Боль, которая погнала меня из кабинета вниз, отступила, и мне тепло.

‒ Вот теперь можно, ‒ говорит Оливия, достаёт из кармана флеш-карту и протягивает мне. Я машинально беру и поднимаю на неё вопросительный взгляд. Она делает глубокий вдох и медленно произносит. ‒ Виктор надиктовал «Амстердам». 8 часов 52 минуты его голоса. В письме мне он попросил передать тебе эту флешку, когда мы с тобой помиримся.

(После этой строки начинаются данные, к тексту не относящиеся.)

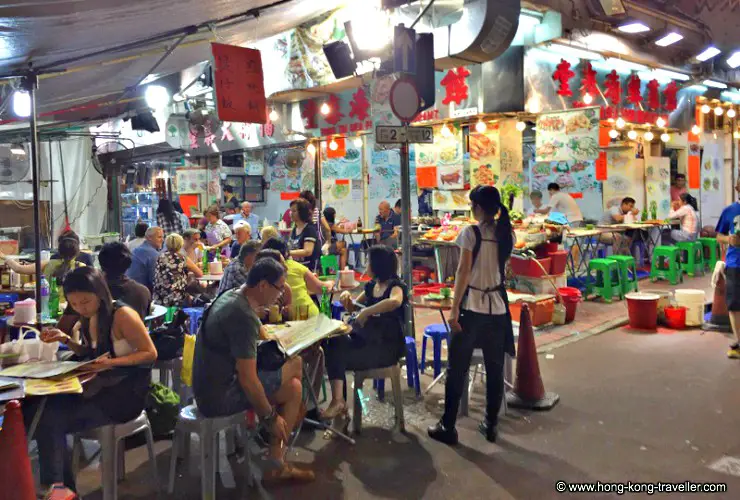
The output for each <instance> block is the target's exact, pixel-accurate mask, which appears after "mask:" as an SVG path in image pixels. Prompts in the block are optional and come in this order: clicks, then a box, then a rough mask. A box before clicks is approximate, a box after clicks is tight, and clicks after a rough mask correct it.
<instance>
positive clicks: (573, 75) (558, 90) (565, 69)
mask: <svg viewBox="0 0 740 500" xmlns="http://www.w3.org/2000/svg"><path fill="white" fill-rule="evenodd" d="M574 76H576V74H575V73H573V70H571V69H570V63H569V62H568V61H566V60H565V59H561V60H560V64H558V65H557V66H556V68H555V72H554V73H553V74H552V79H553V80H555V81H556V82H558V83H559V84H560V88H558V95H563V96H566V97H571V96H572V95H573V91H572V90H570V79H571V78H573V77H574Z"/></svg>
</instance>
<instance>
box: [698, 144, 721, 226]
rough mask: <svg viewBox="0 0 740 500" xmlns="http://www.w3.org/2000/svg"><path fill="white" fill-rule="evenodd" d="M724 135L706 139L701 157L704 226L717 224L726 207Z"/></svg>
mask: <svg viewBox="0 0 740 500" xmlns="http://www.w3.org/2000/svg"><path fill="white" fill-rule="evenodd" d="M723 139H724V138H723V136H721V135H719V134H718V138H717V139H714V138H712V137H711V136H709V137H708V138H707V139H705V140H704V154H703V156H702V158H701V205H700V206H699V215H700V217H701V223H702V225H704V226H713V227H715V226H716V225H717V222H718V221H719V216H720V214H721V213H722V210H723V209H724V208H725V191H724V182H723V176H724V151H723V144H724V140H723Z"/></svg>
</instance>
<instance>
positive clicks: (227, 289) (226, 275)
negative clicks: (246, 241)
mask: <svg viewBox="0 0 740 500" xmlns="http://www.w3.org/2000/svg"><path fill="white" fill-rule="evenodd" d="M261 247H262V245H261V244H260V242H259V241H247V242H246V243H245V244H244V246H242V247H241V249H239V254H238V255H236V256H235V257H234V258H233V259H231V262H229V265H228V266H226V269H224V275H223V276H222V277H221V283H219V285H218V294H219V295H221V294H222V293H223V292H225V291H227V290H231V289H232V288H237V287H240V286H242V285H243V284H244V283H246V282H247V273H248V272H249V270H250V269H251V268H252V266H253V265H254V261H255V259H256V258H257V252H259V251H260V249H261Z"/></svg>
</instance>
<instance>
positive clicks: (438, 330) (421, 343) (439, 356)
mask: <svg viewBox="0 0 740 500" xmlns="http://www.w3.org/2000/svg"><path fill="white" fill-rule="evenodd" d="M428 338H429V339H432V343H433V348H434V359H433V362H434V378H437V377H438V376H439V374H440V373H442V341H443V340H444V341H446V342H448V347H449V341H450V340H449V339H450V331H449V330H448V329H447V327H446V326H445V325H443V324H442V323H436V324H434V325H429V326H428V327H426V328H424V337H423V338H422V340H421V366H420V370H421V371H422V372H423V371H424V369H425V368H426V361H427V339H428Z"/></svg>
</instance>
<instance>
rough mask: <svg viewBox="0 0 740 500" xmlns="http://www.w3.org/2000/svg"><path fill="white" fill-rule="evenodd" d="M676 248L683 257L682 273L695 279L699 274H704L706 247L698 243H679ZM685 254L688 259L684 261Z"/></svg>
mask: <svg viewBox="0 0 740 500" xmlns="http://www.w3.org/2000/svg"><path fill="white" fill-rule="evenodd" d="M676 248H678V250H679V254H680V255H681V271H683V272H685V273H686V274H688V275H689V276H691V277H693V276H694V275H696V274H697V273H702V274H704V247H703V246H702V244H701V243H700V242H698V241H679V242H678V243H676ZM684 252H686V259H685V260H684V257H683V255H684Z"/></svg>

Внутри всё сжимается и опять расправляется. Ещё 8 часов и 52 минуты его присутствия. У меня есть ещё немного времени побыть с ним. О боги. Если хочет, Виктор умеет быть эффектным. То есть, умел.

Глубокий вдох и выдох.

‒ Себе-то скопировала?

‒ Нет, ‒ коротко отвечает она, смотря в сторону. Мне становится смешно.

‒ Дурёха. Виктор – писатель. Он умеет ставить сцены. Если бы он хотел передать что-то лично мне, он бы нашёл несколько способов сделать так, чтобы никто об этом не узнал. Если бы он оставил запись мне с просьбой передать тебе, ты бы оскорбилась, и мы бы больше никогда не разговаривали. Он мог бы оставить нам по флешке, но он слишком любил нас обоих и слишком хотел, чтобы мы увидели друг друга и стали нормально общаться. Поэтому такая просьба.

‒ Теперь, когда ты это сказал, звучит похоже на правду… ‒ пробует улыбнуться она.

‒ Я скопирую себе и верну тебе флешку.

Она кивает. Слышу стук входной двери: похоже, пришла Марселла. Дожидаемся её появления в дверях.

‒ Давайте я сделаю свекольный суп на ужин? ‒ предлагает она, проходя с пакетами. ‒ Я всё купила.

Мир балует меня любимыми блюдами и увеличением количества любви, которую я чувствую. Мой ход.

‒ Марселла, я… ‒ она останавливается на полпути. ‒ Я помогу тебе с супом, а ещё я хочу предложить тебе участвовать в одном деле, которое провалится без твоей интуиции. За ужином расскажу.

***

«Виктор,

Ты был гениально прав, оставив письма и объяснив в них, что значит то, что ты умер. А именно, что ты ‒ умер, но мы втроём ‒ продолжаем жить, а также продолжает жить наша любовь к тебе и твоя любовь к нам.

Но не о твоей смерти я хотел бы говорить сейчас, когда прошло уже больше года.

Я хотел бы рассказать тебе о той жизни, которая происходит с нами. Я так скучаю по тому, чтобы развлекать тебя историями, а потом находить их в твоих книгах, слово в слово ‒ или едва узнаваемыми. Ты бы знал, как я скучаю по живому тебе…

Оливия с осени в Амстердаме. В первое время после твоей смерти она, цитирую, «наблюдала за жизнью в себе и в мире», и делала это, ухаживая за садом. Через полгода она продала мне свою половину дома, оплатила первый уровень обучения в школе флористики и переехала в Амстердам. Недавно прислала Марселле фотографию, на которой они с каким-то пожилым господином в костюме и шляпе катаются на велосипедах. Кататься на велосипеде в костюме и шляпе! Я за них спокоен.